What is the loneliest jobs in the world ?
What is the loneliest jobs in the world ?
In this day and age, lighthouses are mostly just picturesque relics of the past, but without them, you ran the risk of death just for sailing at night. Gabo Island is one place where a lighthouse is still kept in working order. Gabo Island is off the coast of Australia and is surrounded by dangerous, choppy waters because everything in Australia is obligated to be lethal somehow. For the past decade, Leo Op Den Brouw, a former plumber, has been the caretaker. Other than the occasional tourist (the island can accommodate up to eight guests at a time), Op Den Brouw is usually completely alone on the island and remembers his longest stretch in solitude as lasting 21 days. His only company: the island's 30,000 penguins. Don't worry, though. According Op Den Brouw, when he gets uncomfortable, he just looks at the island's scenery, which sounds like an inspirational quote you'd find on a friend's facebook feed.
As for what Op Den Brouw does with all of this time, it is split between doing standard maintenance and trying to find activities to stave away boredom. His duties include watching for weather reports, keeping up the island's airstrip and three residences, looking over the power supplies, and mowing the island's grass, which he claims is his most time-consuming task. If you think all of these duties would leave him with no free time, you'd be wrong. His had enough time to read The Lord of the Rings books dozens of times and learn numerous hobbies, such as carving driftwood sculptures—which, knowing his circumstances, are probably the only things keeping him from going absolutely insane.
The Sirius Dog Patrol
The Sirius Dog Patrol is probably the world's most difficult job. Imagine you and buddy trying to monitor 60,000 square miles of ice cold land with nothing but a dog sled team to transport you. That is what the Sirius Dog Patrol is responsible for.
Technically, this part of Greenland is controlled by Denmark, and it's a valuable property to have since it has some of the largest oil reserves in the world. So to keep their claim over this barren wasteland, Denmark dispatches the Sirius Dog Patrol to protect its sovereignty. The patrol consists of twelve men from the Denmark Royal Navy who split to form teams of six, and they are solely responsible for this area, which is three times the size of Denmark itself.
Starting in August, the patrol will spend the next six months freezing to death in northern Greenland, where two months of that time will be in almost complete darkness, so this is literally a place where the Sun don't shine. The average temperature is 14°F with the lowest recorded temperature being –67 °F, so it's cold. Luckily, they have specially bred sled dogs who are heavier and stronger than most other sled breeds, so they can take on a lot more from this hellhole. There are 14 dogs for each team, and they are so badass that they can sleep perfectly fine outside through even the worst of weather, while the two patrol men get a special tricked-out tent to sleep in. By the time they retire, most of the sled dogs will have traveled over 12,000 miles during their time of duty, which means that you can truthfully say "good boy!" to them.
Fire lookout at Gila National Forest
Gila National Forest is located in the remote New Mexico wilderness, which gets pretty balmy during the summer. This can make the area susceptible to forest fires, which are almost impossible to put out, so nipping it in the bud before it spreads is a high priority of the park's management.
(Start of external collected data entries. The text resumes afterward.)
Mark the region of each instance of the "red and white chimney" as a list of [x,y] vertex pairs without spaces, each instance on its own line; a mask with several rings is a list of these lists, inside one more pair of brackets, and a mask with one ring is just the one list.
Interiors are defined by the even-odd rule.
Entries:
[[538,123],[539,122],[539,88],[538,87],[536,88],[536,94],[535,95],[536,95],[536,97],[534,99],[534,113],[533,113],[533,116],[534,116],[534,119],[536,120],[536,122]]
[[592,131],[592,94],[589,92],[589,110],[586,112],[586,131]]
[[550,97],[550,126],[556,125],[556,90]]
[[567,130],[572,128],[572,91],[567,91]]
So who has this task? It's not Smokey the bear: for over a decade it's been a former editor for the Wall Street Journal, Philip Connors. Connors quit his job after 9/11 and went to New Mexico, where he got the job he has now.
Fire lookouts are also known as "freaks on the peaks" because, more often than not, they're completely alone for long periods of time on top of high lookout points, which is suitable only for certain types of people—i.e., loners who would otherwise be called crazy. Connors's sole duty is to watch out for smoke while atop a 45-foot tower (which is itself 10,000 feet above sea level) using binoculars. If that sounds incredibly boring to you, you'd be absolutely right. Connors has a huge amount of downtime, which he fills with hiking and other outdoor activities, along with reading and writing. He also has to repair his cabin every time he returns for the summer since it's pretty much unoccupied for some seven to eight months out of the year. Other than being away from his wife, he's mostly content being a mountain recluse, doing the job of a condescending cartoon bear who lectures us about fire safety.
Fertilizer harvester in Utah
Concordia is so isolated that it's the perfect place to study the long-term effects of extended solitude. This research is valuable because it could help us prepare for manned missions to Mars. Concordia is a good place to do these kind of projects because it's so similar to our neighboring red planet that it's been dubbed "White Mars."
The conditions are fierce: temperatures can range to such extremes as –112°F to –148°F with windchill (the average temperature on Mars is –67°F). At certain times of the year, Concordia can be in a complete darkness for up to three months, and being 3,800 meters above sea level, it can be difficult to breath. So what poor saps have to work Concordia? Usually just 13 people at a time and—also like space—if something happens to the crew, no one can hear their screams because they are at least 700 miles away from any other bases in all directions.